Pouvoir et stratégie des acteurs de la gouvernance de l’information
Les enjeux informationnels et communicationnels auxquels font face les organisations publiques et les entreprises privées sont nombreux, qu’il s’agisse de leurs obligations de conformité, de leur réputation envers leurs publics, clients, fournisseurs et bailleurs de fonds, ou encore de leur performance. Ces enjeux incluent notamment des risques liés à la sécurité, l’intégrité et la disponibilité des contenus informationnels (Lemieux, 2013). La co-existence souvent non contrôlée de pratiques et dispositifs individuels et collectifs, au sein d’une même organisation, contribue à entraver la gestion des contenus informationnels et, au final, le développement d’une culture informationnelle commune (Bergeron et al., 2009; Smallwood, 2016). De tels enjeux deviennent critiques dans un contexte où les contenus informationnels, au-delà des technologies qui les soutiennent, représentent des actifs organisationnels essentiels à la réalisation des processus d’affaires (Kooper et al., 2011; MacLennan, 2014).

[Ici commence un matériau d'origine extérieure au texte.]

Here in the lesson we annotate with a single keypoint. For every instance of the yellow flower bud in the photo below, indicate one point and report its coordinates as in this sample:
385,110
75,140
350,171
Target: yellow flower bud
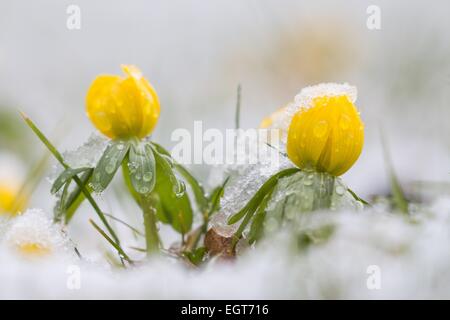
327,135
10,201
123,108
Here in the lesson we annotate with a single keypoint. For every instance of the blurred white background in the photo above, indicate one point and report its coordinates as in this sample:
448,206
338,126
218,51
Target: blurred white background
196,52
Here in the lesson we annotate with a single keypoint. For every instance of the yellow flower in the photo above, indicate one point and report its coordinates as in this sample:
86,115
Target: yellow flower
10,201
32,249
123,108
33,234
327,135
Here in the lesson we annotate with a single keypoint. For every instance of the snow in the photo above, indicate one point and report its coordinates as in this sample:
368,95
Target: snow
412,258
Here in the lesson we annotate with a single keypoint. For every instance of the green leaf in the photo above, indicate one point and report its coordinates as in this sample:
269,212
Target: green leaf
65,177
399,200
196,187
141,165
108,164
357,198
175,207
216,195
260,194
256,228
76,197
196,256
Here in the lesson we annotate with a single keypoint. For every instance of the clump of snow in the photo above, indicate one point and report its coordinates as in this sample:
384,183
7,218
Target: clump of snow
407,259
88,154
305,98
245,180
34,227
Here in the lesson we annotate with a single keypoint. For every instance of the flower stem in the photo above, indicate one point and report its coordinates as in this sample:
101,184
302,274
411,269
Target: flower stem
151,230
77,180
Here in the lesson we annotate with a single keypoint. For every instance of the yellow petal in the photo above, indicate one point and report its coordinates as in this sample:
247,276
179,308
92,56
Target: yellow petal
328,137
10,201
123,107
33,249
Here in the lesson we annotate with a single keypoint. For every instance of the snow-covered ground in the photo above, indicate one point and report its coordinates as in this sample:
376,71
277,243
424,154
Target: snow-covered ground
371,254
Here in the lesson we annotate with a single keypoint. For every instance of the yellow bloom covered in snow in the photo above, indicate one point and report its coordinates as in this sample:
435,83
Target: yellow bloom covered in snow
33,234
10,200
326,134
123,108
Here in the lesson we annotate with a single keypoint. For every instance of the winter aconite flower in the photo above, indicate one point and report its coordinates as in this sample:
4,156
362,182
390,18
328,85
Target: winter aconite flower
33,234
11,202
326,134
123,107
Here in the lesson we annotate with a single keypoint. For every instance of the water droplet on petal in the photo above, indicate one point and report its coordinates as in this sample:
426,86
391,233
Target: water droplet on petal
321,129
340,190
148,176
144,190
180,189
110,168
344,122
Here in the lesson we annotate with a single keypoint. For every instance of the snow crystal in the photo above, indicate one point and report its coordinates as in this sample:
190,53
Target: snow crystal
412,259
34,227
88,154
245,180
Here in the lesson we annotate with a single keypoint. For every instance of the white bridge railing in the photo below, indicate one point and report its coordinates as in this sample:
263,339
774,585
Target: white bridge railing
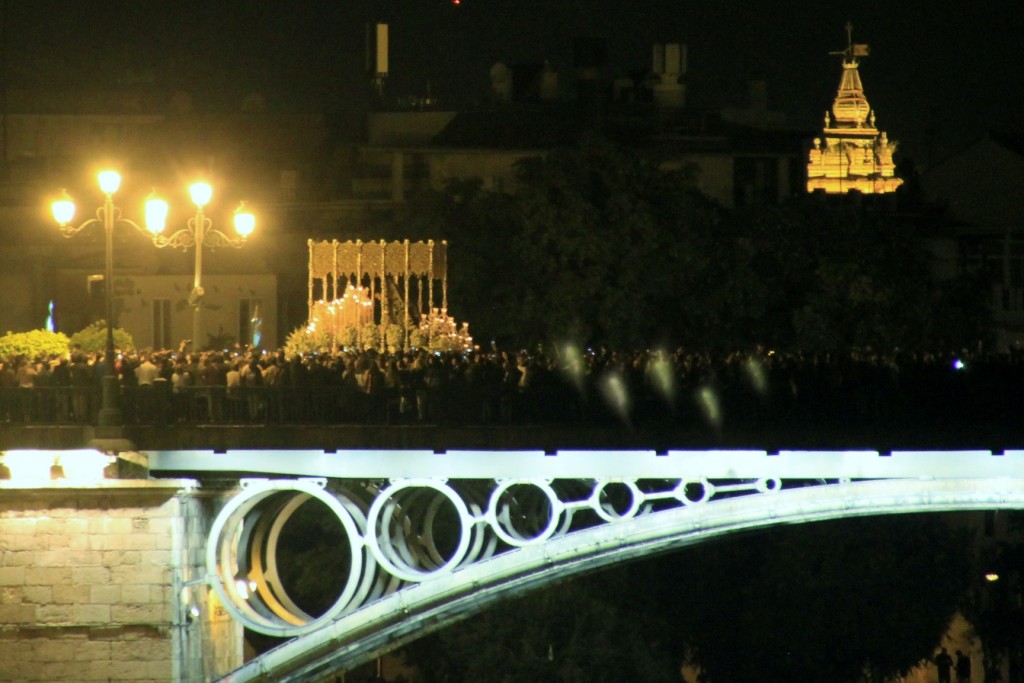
432,537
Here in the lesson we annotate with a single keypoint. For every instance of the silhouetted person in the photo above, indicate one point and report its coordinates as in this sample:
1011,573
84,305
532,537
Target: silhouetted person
944,664
963,668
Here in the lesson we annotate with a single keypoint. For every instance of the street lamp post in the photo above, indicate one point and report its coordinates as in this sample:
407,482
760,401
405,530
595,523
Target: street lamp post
109,216
200,232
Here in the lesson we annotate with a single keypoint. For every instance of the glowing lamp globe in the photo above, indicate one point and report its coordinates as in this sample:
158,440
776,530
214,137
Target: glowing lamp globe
64,209
110,181
201,193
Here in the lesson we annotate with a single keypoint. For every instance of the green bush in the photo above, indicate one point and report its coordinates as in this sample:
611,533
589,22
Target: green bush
33,343
93,338
301,342
395,337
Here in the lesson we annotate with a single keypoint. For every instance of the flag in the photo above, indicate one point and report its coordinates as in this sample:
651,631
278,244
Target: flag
256,325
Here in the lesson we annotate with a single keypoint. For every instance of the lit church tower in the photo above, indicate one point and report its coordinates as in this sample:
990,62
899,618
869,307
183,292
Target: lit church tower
854,155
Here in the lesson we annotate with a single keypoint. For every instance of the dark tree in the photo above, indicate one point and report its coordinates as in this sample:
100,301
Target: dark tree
834,601
830,601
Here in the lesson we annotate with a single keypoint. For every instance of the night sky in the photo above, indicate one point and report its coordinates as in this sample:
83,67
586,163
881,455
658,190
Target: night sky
939,74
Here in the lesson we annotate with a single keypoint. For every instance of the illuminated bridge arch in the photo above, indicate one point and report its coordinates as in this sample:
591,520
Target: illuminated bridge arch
519,532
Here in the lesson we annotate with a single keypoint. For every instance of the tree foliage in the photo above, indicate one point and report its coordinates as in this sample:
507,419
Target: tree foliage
33,344
864,597
92,339
603,246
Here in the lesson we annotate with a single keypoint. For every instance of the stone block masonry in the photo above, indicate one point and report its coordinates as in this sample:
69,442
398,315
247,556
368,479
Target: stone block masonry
86,575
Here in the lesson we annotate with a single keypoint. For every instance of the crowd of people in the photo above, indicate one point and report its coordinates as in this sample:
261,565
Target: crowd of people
594,386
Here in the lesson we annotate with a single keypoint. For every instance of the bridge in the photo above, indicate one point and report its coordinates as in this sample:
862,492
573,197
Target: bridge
442,519
522,519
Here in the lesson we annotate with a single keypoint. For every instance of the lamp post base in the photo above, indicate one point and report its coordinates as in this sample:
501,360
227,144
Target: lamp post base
110,412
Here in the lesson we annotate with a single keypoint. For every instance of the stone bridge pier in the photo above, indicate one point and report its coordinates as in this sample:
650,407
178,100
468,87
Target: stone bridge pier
96,582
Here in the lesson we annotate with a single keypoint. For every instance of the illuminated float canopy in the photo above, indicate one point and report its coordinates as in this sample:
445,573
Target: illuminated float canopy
853,154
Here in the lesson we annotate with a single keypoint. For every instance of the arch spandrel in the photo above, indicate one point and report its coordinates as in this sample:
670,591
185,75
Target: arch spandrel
322,259
440,260
348,259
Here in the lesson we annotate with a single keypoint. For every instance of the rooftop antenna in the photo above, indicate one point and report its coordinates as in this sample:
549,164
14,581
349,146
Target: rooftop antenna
853,50
377,54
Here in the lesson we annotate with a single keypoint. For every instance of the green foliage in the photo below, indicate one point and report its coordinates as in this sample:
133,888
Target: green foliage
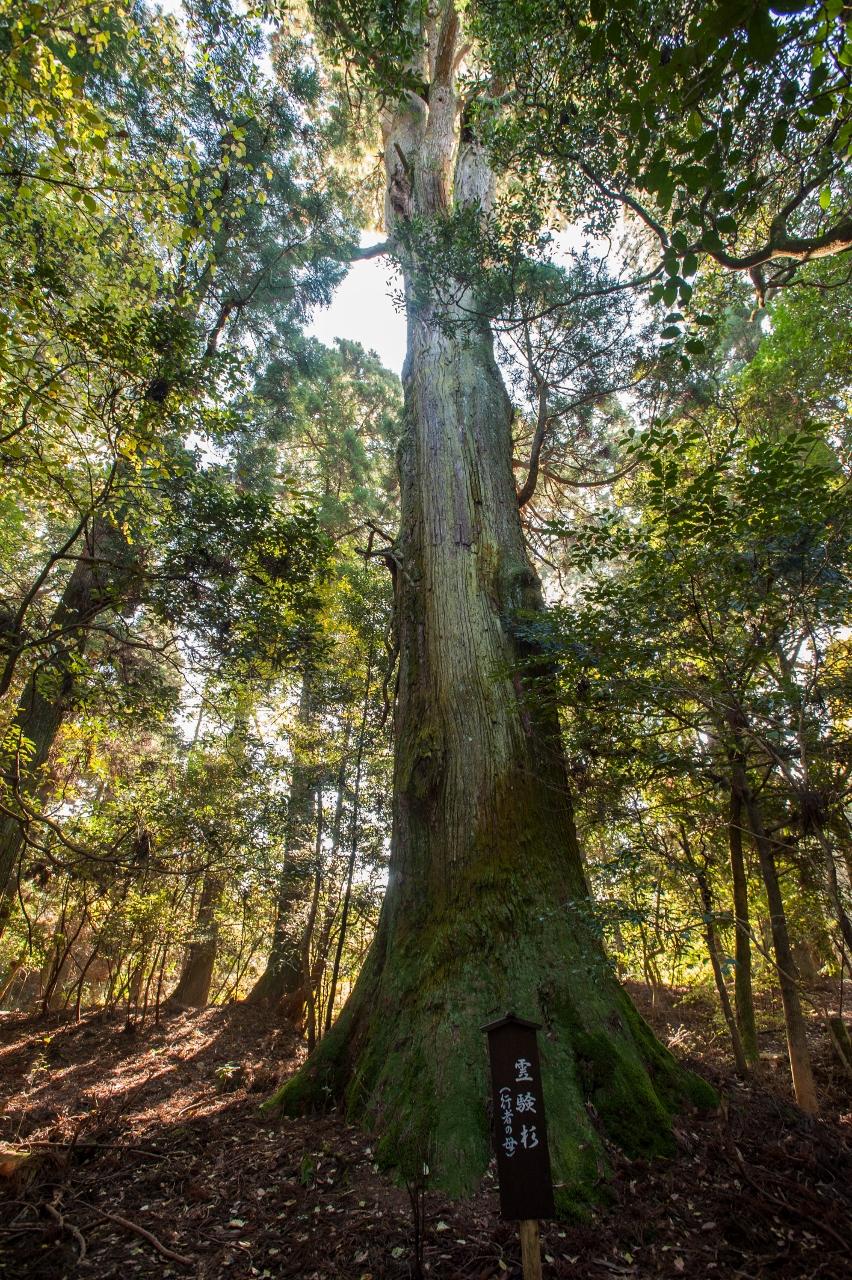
725,128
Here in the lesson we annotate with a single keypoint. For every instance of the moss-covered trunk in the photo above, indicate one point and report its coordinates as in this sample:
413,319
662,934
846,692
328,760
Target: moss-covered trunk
743,992
200,959
486,905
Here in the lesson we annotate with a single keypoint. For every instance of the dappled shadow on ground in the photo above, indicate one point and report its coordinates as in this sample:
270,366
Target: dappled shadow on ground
147,1156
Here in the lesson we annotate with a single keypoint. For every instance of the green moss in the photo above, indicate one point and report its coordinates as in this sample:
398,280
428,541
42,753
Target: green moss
408,1059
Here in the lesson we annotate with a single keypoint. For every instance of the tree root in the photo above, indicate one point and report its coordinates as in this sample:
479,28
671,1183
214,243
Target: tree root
68,1226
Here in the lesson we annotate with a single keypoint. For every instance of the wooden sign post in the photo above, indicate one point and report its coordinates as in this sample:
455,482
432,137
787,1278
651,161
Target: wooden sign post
520,1133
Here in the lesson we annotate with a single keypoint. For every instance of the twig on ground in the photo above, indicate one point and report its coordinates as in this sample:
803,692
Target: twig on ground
68,1226
143,1232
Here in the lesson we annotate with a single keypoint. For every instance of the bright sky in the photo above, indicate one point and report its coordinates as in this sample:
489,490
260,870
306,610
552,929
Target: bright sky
363,311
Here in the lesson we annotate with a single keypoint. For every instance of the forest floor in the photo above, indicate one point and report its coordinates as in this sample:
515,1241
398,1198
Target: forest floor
142,1152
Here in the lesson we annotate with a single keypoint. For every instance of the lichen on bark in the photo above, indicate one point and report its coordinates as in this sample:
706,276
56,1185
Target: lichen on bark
486,905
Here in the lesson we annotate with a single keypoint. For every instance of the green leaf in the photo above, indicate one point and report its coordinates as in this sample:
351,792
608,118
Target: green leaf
695,124
781,128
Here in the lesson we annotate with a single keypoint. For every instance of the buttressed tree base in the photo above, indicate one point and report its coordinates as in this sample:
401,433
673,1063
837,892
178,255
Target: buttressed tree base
486,905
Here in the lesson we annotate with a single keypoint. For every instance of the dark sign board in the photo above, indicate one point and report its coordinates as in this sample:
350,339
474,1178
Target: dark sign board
520,1132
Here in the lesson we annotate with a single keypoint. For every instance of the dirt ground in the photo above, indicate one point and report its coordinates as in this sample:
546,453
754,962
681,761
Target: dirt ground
141,1152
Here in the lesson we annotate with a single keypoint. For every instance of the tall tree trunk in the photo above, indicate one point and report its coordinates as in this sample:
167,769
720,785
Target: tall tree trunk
718,976
486,905
800,1055
353,846
283,972
743,993
46,698
196,973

Plusieurs acteurs organisationnels se partagent – ou peuvent être tentés de revendiquer – un aspect du territoire de l’information et de la communication au sein des organisations, par exemple les spécialistes de l’information, de la documentation, du records management, de la communication, des technologies, mais aussi des affaires juridiques, de la sécurité et de la gestion des risques, ou encore de la vérification interne ou du service qualité. Dans une telle réalité compartimentée, diverses approches se côtoient quant aux référentiels, pratiques et dispositifs disciplinaires à privilégier (informationnels, technologiques, juridiques, etc.) pour assurer la gestion, l’intégrité et la sécurité des actifs informationnels de l’organisation. Plusieurs fonctions d’information-documentation-communication sont ainsi assumées par des unités administratives distinctes agissant souvent sans concertation entre elles, au risque de dédoubler les efforts, de multiplier les directives, dispositifs et plateformes, ou de négliger la prise en compte d’un certain nombre d’enjeux informationnels (Schlögl, 2005; AIIM, 2014).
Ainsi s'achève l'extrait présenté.